Ignorance and prejudice, which had so long reigned supreme in England in all matters concerning true religion and true art, were fast giving way before the researches of conscientious science, and as a result we see two great movements marking the first quarter of the present century—the Tractarian movement and the Gothic revival; the one religious, the other artistic. Of the first it does not enter into our plan to speak here, though it would no doubt afford a highly interesting study to trace out the mutual influence these two movements have exercised on one another; for it is impossible not to perceive that, on the one hand, the inquiry into the principles and form of ancient art led naturally on to an inquiry into the ancient formularies and practices of the faith which had inspired that art; and that, on the other hand, the revival of the long-forgotten ritual of the old faith led directly to the restoration and refurnishing of those temples that were so intimately connected with it.
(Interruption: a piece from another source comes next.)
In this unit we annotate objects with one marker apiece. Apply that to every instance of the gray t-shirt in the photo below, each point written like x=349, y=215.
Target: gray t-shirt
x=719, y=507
Before entering on the life of Pugin, which constitutes the culminating point in the great artistic revival we are attempting to sketch, we cannot do better than quote the opening words of the chapter in which Sir C. Eastlake traces his career, as it clearly proves the importance he attaches to the labors of this great man:
“However much we may be indebted to those ancient supporters of pointed architecture who, faithfully adhering to its traditions at a period when the style fell into general disuse, strove earnestly, in some instances ably, to preserve its character; whatever value in the cause we may attach to the crude and isolated examples of Gothic work which belong to the eighteenth century, or to the efforts of such men as Nash and Wyat, there can be but little doubt that the revival of mediæval design received its chief impulse from the energy and talents of one architect whose name marks an epoch in the history of British art, which while art exists at all can never be forgotten.”[[106]]
Augustus Welby Pugin, the architect to whom these words apply, was born in London on March 1, 1812. We have already spoken of his father, and of the important place his illustrated works occupy in the history we are tracing; he was a French refugee and a Protestant, and his son was brought up a Protestant. Although the elder Pugin had little professional practice, he seems to have attained to a position of ease by the sale of his works and the instruction of pupils. His son was educated at Christ’s Hospital, on leaving which he entered his father’s office, having from his earliest years shown a great taste for drawing. He soon mastered the first elements of his profession and became of much use to his father, already showing that earnestness in all he undertook that was so characteristic of him in later years. His taste for mediæval art received a fresh impulse from a professional tour he made in 1827 with his father through Normandy, which gave him the opportunity of studying the beauty of Gothic ornament in some of its most splendid productions.
While still a mere youth his cleverness in designing attracted attention, and he received a commission from the royal upholsterers to prepare designs for the new furniture for Windsor Castle, which it was determined should partake of the character of the building. The drawings he gave were probably better than what most architects of the day could have produced, yet in the writings of his after-years he always frankly pointed out their faults.
A love of variety and a strong taste for roving interrupted for a short period his architectural studies. He devoted for a time his energies to scene-painting, and with much success when the subjects were of a mediæval character. Next we find him carried away by an extraordinary passion for the sea, and he actually for a certain period commanded a merchant schooner trading between England and Holland. Having been wrecked, however, on the Scotch coast, his seafaring ardor was somewhat cooled, and he returned to the labors of his original profession.
His talents were soon rewarded by increasing practice, many architects being glad to avail themselves of his wonderful, one might almost say innate, knowledge of Gothic ornament.